February 23rd, 2012
Quite often I receive e-mails asking how one might get into clockmaking. My typical response, is to direct them to a couple of books that they can buy. These two texts give a step by step process to build a clock, which in turn gives an idea of what tooling, materials, and hours are needed. From there, it’s easier to decide if it’s worth the leap.
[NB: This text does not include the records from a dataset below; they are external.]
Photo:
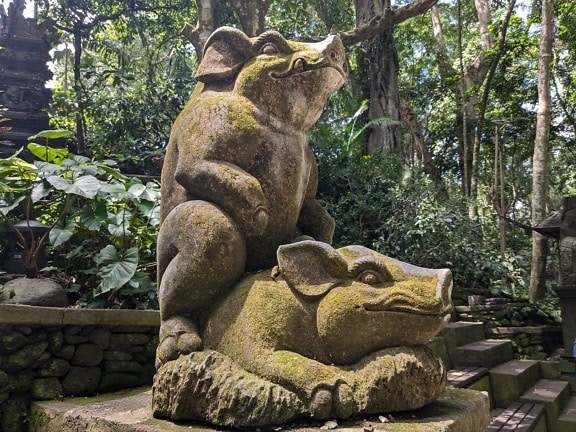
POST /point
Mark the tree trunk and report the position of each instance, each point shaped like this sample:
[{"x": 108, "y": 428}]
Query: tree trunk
[
  {"x": 252, "y": 15},
  {"x": 378, "y": 63},
  {"x": 422, "y": 152},
  {"x": 78, "y": 92},
  {"x": 540, "y": 157},
  {"x": 204, "y": 26}
]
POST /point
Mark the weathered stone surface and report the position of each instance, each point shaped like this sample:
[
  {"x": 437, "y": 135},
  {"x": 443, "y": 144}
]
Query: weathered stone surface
[
  {"x": 124, "y": 341},
  {"x": 55, "y": 341},
  {"x": 37, "y": 335},
  {"x": 75, "y": 339},
  {"x": 132, "y": 329},
  {"x": 14, "y": 416},
  {"x": 3, "y": 380},
  {"x": 20, "y": 381},
  {"x": 87, "y": 355},
  {"x": 117, "y": 381},
  {"x": 100, "y": 337},
  {"x": 67, "y": 352},
  {"x": 24, "y": 357},
  {"x": 318, "y": 331},
  {"x": 81, "y": 381},
  {"x": 46, "y": 389},
  {"x": 54, "y": 367},
  {"x": 325, "y": 334},
  {"x": 394, "y": 379},
  {"x": 457, "y": 410},
  {"x": 239, "y": 178},
  {"x": 12, "y": 341},
  {"x": 117, "y": 355},
  {"x": 40, "y": 360},
  {"x": 35, "y": 292},
  {"x": 123, "y": 366},
  {"x": 150, "y": 347}
]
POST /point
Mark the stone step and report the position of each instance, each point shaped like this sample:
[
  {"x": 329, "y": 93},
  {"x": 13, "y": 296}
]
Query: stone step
[
  {"x": 511, "y": 379},
  {"x": 567, "y": 419},
  {"x": 520, "y": 417},
  {"x": 129, "y": 411},
  {"x": 486, "y": 353},
  {"x": 554, "y": 395},
  {"x": 462, "y": 333}
]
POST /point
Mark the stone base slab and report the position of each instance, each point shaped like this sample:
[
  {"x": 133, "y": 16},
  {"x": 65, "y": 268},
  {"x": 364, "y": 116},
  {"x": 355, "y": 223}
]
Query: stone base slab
[{"x": 457, "y": 410}]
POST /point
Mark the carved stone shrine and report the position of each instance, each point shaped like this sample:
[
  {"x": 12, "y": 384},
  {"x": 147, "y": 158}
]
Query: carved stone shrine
[{"x": 24, "y": 54}]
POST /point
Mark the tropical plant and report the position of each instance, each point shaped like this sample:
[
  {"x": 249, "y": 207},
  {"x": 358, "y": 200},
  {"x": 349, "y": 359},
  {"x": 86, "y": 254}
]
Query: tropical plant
[{"x": 102, "y": 224}]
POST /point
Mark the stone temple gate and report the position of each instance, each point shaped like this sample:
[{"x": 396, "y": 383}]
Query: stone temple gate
[{"x": 24, "y": 53}]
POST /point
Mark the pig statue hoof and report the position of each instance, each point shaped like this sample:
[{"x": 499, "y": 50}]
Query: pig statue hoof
[
  {"x": 336, "y": 403},
  {"x": 336, "y": 333},
  {"x": 321, "y": 404},
  {"x": 177, "y": 336}
]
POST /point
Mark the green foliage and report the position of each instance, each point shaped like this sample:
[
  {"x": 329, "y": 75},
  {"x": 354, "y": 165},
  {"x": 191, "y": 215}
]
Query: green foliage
[
  {"x": 102, "y": 224},
  {"x": 380, "y": 203}
]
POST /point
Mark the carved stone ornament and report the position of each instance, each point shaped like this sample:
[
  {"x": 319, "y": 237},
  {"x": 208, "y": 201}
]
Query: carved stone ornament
[{"x": 309, "y": 331}]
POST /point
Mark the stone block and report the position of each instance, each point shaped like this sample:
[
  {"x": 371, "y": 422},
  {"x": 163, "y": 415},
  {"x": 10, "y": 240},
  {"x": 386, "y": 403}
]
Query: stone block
[
  {"x": 46, "y": 389},
  {"x": 87, "y": 355},
  {"x": 54, "y": 367},
  {"x": 24, "y": 357},
  {"x": 81, "y": 381}
]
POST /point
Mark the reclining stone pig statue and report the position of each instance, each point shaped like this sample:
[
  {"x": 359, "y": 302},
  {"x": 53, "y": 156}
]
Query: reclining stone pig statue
[
  {"x": 239, "y": 178},
  {"x": 259, "y": 326},
  {"x": 329, "y": 334}
]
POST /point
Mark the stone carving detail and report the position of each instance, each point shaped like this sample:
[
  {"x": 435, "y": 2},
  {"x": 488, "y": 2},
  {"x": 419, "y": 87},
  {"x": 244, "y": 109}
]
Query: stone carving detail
[{"x": 311, "y": 331}]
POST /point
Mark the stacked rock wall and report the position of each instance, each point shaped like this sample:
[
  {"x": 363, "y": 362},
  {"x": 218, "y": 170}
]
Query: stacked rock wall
[{"x": 53, "y": 353}]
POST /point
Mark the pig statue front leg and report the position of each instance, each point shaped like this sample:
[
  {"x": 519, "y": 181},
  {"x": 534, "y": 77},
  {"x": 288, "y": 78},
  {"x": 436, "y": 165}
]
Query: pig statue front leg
[
  {"x": 201, "y": 253},
  {"x": 323, "y": 389}
]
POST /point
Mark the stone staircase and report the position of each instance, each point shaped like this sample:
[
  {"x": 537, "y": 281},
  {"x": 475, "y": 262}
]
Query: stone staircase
[{"x": 526, "y": 395}]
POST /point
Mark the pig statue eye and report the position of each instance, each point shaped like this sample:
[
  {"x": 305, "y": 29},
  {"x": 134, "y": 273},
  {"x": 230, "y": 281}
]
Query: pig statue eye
[
  {"x": 369, "y": 277},
  {"x": 269, "y": 49}
]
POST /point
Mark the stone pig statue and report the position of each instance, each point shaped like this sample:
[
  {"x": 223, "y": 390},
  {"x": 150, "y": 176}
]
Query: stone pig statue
[
  {"x": 334, "y": 333},
  {"x": 239, "y": 178}
]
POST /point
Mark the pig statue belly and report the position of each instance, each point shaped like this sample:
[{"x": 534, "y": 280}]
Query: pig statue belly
[
  {"x": 239, "y": 178},
  {"x": 330, "y": 334}
]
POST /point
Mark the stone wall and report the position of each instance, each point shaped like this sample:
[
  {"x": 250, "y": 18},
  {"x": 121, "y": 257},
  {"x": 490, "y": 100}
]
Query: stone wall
[{"x": 49, "y": 353}]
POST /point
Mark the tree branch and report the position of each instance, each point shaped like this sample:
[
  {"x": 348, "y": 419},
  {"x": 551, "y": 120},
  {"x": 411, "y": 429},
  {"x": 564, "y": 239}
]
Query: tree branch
[{"x": 387, "y": 19}]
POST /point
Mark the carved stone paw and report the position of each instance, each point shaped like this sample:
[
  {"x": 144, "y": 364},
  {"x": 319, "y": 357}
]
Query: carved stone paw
[
  {"x": 260, "y": 220},
  {"x": 177, "y": 336},
  {"x": 337, "y": 402},
  {"x": 344, "y": 404}
]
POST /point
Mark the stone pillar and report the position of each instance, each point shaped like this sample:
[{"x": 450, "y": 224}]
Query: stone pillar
[{"x": 567, "y": 288}]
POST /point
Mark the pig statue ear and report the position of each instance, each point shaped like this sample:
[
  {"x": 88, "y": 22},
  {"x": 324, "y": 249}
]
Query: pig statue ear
[
  {"x": 225, "y": 52},
  {"x": 310, "y": 267}
]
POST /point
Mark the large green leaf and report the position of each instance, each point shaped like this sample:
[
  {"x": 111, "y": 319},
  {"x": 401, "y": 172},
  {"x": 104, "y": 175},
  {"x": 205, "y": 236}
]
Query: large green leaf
[
  {"x": 52, "y": 134},
  {"x": 62, "y": 232},
  {"x": 117, "y": 268},
  {"x": 85, "y": 186},
  {"x": 47, "y": 153},
  {"x": 93, "y": 215},
  {"x": 9, "y": 202}
]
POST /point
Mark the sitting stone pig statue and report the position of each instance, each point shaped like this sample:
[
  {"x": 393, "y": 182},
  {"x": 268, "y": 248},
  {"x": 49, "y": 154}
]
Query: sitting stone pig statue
[
  {"x": 330, "y": 334},
  {"x": 239, "y": 178}
]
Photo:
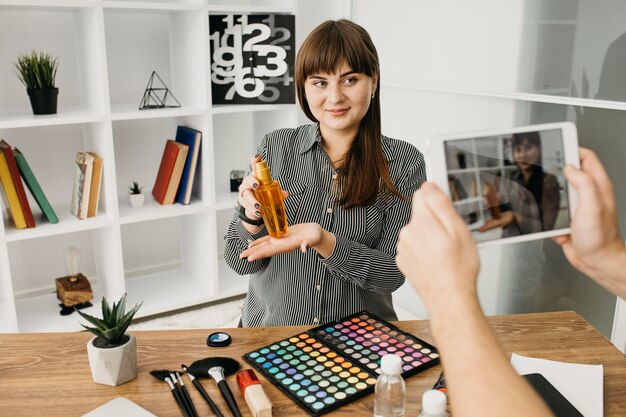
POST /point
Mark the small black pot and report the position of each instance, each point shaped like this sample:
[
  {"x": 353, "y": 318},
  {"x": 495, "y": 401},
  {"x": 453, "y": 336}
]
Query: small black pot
[{"x": 43, "y": 101}]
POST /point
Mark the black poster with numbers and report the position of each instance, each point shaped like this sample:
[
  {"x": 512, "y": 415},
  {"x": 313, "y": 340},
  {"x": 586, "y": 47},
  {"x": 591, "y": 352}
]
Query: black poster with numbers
[{"x": 252, "y": 58}]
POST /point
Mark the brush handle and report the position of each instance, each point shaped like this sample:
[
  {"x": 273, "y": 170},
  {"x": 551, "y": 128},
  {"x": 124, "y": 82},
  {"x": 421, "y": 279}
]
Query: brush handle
[
  {"x": 228, "y": 396},
  {"x": 207, "y": 398},
  {"x": 188, "y": 401},
  {"x": 181, "y": 402}
]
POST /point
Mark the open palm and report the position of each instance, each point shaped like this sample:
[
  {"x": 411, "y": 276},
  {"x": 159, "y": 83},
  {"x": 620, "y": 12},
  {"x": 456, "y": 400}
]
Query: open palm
[{"x": 299, "y": 236}]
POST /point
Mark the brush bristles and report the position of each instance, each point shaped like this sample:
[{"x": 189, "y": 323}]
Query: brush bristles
[
  {"x": 200, "y": 368},
  {"x": 161, "y": 374}
]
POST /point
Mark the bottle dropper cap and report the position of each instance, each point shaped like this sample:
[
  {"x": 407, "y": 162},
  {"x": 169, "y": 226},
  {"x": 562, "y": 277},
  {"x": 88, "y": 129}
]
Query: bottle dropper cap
[
  {"x": 434, "y": 402},
  {"x": 391, "y": 364},
  {"x": 262, "y": 172}
]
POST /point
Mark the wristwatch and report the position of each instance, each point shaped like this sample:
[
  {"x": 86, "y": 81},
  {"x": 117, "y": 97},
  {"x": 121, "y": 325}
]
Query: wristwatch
[{"x": 246, "y": 219}]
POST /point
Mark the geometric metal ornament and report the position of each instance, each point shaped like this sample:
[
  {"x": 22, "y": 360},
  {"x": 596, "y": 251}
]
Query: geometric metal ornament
[{"x": 157, "y": 97}]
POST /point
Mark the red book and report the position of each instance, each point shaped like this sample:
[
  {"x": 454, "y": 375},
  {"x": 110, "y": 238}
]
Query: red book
[
  {"x": 170, "y": 154},
  {"x": 17, "y": 181}
]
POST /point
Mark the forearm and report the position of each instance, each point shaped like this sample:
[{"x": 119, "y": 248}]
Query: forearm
[
  {"x": 479, "y": 377},
  {"x": 368, "y": 268},
  {"x": 609, "y": 269},
  {"x": 236, "y": 241}
]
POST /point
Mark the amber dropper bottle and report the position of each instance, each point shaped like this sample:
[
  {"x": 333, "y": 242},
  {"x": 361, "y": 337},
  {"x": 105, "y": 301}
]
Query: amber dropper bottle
[{"x": 271, "y": 198}]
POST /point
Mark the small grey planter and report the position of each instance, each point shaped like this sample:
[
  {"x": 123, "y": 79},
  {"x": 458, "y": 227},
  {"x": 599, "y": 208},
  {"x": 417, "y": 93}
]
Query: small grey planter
[{"x": 113, "y": 366}]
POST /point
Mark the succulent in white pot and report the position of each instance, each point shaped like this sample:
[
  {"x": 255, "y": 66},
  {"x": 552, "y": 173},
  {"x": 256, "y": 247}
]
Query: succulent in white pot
[
  {"x": 112, "y": 353},
  {"x": 135, "y": 194}
]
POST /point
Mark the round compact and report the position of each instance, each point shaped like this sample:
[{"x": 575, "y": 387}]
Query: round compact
[{"x": 218, "y": 339}]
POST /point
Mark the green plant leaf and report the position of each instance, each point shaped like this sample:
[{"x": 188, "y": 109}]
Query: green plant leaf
[
  {"x": 112, "y": 327},
  {"x": 93, "y": 320},
  {"x": 37, "y": 69}
]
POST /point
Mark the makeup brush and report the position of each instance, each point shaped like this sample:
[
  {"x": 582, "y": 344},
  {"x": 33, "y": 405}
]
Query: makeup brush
[
  {"x": 185, "y": 394},
  {"x": 164, "y": 375},
  {"x": 217, "y": 368},
  {"x": 202, "y": 391}
]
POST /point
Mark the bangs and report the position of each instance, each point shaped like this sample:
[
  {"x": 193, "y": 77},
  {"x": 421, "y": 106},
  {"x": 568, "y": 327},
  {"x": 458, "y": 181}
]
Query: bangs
[{"x": 337, "y": 45}]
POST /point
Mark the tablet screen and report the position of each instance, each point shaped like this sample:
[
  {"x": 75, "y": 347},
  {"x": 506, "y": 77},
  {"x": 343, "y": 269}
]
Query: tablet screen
[{"x": 509, "y": 185}]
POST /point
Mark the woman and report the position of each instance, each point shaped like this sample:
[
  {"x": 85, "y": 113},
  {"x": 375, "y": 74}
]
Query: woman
[
  {"x": 346, "y": 185},
  {"x": 529, "y": 198}
]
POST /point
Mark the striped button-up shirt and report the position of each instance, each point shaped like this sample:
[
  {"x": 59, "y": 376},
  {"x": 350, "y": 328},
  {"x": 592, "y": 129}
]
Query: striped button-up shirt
[{"x": 298, "y": 288}]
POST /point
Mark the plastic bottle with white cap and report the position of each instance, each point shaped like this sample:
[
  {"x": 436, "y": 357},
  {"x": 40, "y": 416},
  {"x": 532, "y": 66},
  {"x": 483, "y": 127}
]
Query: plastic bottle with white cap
[
  {"x": 390, "y": 388},
  {"x": 434, "y": 404}
]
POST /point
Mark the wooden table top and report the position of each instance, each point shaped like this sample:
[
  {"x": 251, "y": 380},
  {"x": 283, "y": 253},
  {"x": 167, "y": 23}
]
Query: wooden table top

The book I followed to complete my first clock was by W.R. Smith, and was titled “How to make a skeleton wall clock”. It’s not a hardcover, and it’s not in color. In fact it’s bound with one of those tube-like plastic d.i.y. bindings, and it cost $45. It is, however, more than worth it. The pages in that book are saturated with clockmaking techniques that are gold to someone starting out. The other book that I recommend, which is quite similar in concept, is by John Wilding. Its titled “How to make an 8 day weight driven wall clock”. This one is also very easy for a beginner to understand. It’s less specific, but that’s what I like about it. It offers different ways to approach the exact same things executed in Smith’s book. Comparing the two as I went along sometimes helped get a more complete picture of what I was making.
I should add, that I deviated quite a bit from their designs to make “No.1″ as you see it in the gallery of this site. The concept, and visual idea for what I do now came before I learned how to make clocks; therefore a traditional look never crossed my mind. Many of the mechanical techniques that I use are unorthodox as well, born from the demands of this non-traditional aesthetic. I’ve sort of bullied the rules around, because I needed to know how far I could push things. If you’re going to design your own clock works, and you decide to veer from the beaten horological path, you’ll have to decide how much work you’re willing to risk on a design that may not tick.
In creating my limited group of mechanical strange-works, I’ve seen the whole spectrum; from success to heart breaking failure. I’ve had pieces that are accurate within seconds a week, and I’ve had pieces that are off over a minute a day. I even had one that kept stopping, and never quite worked at all. For me, as long as I don’t pull any punches visually, and I learn something from each piece, it’s a success.